Les travaux ici présentés portent sur la fission induite par des neutrons de basse énergie (< 20 MeV). Les neutrons prompts sont essentiellement émis par les fragments de fission complètement accélérés. Ces derniers atteignent 90% de leur vitesse maximale en environ 5×10⁻²¹ s. Les neutrons, eux, sont émis à des temps de l’ordre de 10⁻¹⁵ s après la formation du noyau composé . Dans le référentiel du laboratoire, leur énergie cinétique moyenne est d’environ 2 MeV pour une énergie d’émission la plus probable d’environ 700 keV. Ces valeurs varient peu dans la région des actinides [4].
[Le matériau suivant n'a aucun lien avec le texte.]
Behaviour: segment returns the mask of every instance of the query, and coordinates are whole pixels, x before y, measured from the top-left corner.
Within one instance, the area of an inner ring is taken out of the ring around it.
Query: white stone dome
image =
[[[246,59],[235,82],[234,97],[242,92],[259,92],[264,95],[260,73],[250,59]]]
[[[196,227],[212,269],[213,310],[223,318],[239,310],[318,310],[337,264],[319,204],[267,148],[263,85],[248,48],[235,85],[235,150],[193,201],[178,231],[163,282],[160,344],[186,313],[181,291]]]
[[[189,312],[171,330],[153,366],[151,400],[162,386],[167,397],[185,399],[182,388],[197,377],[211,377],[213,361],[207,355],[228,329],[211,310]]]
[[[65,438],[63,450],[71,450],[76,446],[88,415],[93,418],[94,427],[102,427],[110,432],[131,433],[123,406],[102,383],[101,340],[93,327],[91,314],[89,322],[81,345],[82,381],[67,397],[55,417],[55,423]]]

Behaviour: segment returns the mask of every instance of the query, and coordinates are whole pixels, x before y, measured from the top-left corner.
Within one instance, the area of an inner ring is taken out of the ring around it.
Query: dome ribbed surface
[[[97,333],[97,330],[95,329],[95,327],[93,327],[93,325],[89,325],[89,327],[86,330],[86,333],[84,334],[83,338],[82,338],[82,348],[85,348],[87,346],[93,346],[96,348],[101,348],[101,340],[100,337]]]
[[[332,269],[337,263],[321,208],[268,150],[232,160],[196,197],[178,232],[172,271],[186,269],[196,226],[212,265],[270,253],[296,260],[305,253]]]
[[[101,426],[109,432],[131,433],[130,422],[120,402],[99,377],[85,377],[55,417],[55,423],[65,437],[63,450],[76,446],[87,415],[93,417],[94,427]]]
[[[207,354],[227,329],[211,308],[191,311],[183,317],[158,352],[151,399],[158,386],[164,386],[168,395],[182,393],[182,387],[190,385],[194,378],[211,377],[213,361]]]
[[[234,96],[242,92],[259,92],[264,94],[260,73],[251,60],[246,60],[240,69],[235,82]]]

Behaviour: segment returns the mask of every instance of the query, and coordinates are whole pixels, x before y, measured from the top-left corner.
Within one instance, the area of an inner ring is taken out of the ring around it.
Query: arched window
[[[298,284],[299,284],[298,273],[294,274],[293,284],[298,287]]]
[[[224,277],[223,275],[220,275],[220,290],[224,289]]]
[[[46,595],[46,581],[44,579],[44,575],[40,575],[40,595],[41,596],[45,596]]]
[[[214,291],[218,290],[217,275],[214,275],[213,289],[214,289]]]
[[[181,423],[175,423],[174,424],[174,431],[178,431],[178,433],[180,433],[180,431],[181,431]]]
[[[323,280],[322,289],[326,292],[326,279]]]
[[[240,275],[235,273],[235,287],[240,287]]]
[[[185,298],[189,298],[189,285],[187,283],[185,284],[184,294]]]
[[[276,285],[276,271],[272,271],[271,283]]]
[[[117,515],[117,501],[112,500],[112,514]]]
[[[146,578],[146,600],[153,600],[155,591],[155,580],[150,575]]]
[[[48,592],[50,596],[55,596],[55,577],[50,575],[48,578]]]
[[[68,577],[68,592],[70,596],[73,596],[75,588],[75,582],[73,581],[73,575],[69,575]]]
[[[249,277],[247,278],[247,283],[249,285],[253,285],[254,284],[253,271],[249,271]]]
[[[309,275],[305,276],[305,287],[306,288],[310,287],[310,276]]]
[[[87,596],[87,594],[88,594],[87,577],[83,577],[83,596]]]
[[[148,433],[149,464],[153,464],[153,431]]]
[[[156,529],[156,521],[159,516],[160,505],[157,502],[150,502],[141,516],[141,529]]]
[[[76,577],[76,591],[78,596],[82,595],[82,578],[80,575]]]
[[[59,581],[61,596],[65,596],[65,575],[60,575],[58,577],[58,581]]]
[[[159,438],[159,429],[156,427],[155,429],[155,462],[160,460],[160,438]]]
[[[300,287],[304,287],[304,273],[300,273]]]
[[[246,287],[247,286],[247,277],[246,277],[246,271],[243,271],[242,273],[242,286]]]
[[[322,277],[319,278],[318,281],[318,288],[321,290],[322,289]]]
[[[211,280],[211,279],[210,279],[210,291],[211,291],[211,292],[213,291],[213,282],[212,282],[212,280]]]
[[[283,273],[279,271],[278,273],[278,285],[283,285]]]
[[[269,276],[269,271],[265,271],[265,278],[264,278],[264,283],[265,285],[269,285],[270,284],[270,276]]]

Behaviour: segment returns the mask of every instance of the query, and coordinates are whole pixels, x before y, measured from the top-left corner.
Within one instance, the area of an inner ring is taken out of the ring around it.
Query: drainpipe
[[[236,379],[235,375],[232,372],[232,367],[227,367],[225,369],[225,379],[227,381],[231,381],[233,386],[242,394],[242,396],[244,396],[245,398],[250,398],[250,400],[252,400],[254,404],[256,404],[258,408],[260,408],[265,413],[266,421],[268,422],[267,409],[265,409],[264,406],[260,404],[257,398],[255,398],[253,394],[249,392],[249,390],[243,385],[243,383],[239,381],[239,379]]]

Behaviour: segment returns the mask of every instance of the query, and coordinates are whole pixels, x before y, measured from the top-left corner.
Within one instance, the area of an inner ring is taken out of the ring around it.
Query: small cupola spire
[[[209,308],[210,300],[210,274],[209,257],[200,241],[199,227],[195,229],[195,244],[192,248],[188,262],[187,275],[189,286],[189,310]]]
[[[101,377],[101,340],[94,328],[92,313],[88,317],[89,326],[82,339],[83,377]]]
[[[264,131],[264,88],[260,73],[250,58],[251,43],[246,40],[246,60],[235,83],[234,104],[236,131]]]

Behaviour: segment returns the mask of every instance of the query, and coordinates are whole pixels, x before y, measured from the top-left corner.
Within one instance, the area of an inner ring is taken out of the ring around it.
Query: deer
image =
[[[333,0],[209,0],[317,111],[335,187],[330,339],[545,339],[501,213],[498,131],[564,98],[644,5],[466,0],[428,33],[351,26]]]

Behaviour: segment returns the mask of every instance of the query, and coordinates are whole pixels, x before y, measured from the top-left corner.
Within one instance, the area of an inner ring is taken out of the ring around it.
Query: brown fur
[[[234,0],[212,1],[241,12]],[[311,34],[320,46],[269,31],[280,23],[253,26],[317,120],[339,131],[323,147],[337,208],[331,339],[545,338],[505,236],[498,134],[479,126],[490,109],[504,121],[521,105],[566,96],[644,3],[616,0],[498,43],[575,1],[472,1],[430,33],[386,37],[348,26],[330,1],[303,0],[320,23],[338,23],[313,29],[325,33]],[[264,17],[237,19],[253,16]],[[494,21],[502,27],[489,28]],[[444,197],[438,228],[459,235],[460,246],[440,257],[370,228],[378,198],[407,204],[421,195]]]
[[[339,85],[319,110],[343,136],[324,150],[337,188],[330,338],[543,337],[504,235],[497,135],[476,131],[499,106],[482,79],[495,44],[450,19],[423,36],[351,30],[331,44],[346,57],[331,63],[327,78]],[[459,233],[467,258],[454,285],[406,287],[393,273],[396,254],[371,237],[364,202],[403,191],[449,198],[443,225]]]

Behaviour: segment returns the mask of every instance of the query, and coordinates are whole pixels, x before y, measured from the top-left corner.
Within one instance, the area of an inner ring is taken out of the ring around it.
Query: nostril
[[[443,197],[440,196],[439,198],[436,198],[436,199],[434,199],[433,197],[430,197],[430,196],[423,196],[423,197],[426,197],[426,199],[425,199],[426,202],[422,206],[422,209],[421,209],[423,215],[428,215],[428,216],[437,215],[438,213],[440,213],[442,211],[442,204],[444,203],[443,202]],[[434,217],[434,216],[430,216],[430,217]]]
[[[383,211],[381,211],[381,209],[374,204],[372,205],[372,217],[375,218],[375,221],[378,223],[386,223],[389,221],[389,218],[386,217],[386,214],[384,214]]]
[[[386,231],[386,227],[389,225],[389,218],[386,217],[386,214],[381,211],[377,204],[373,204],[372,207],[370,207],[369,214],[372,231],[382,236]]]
Distribution angulaire et de vitesse des neutrons prompts
Des études ont été menées, dès les années 1960 [5], afin de déterminer les distributions angulaires et de vitesse des neutrons de fission. Les expériences alors menées ont permis d’établir que ces distributions sont fortement piquées selon l’axe de fission (ie : la direction des fragments de fission). Ce phénomène est bien reproduit en supposant une émission isotrope des neutrons dans le référentiel du centre de masse par les fragments de fission complètement accélérés.
Lors du passage dans le référentiel du laboratoire, la vitesse des neutrons combinée à celle des fragments de fission donne des distributions angulaires et de vitesse anisotrope, piquées selon l’axe de fission.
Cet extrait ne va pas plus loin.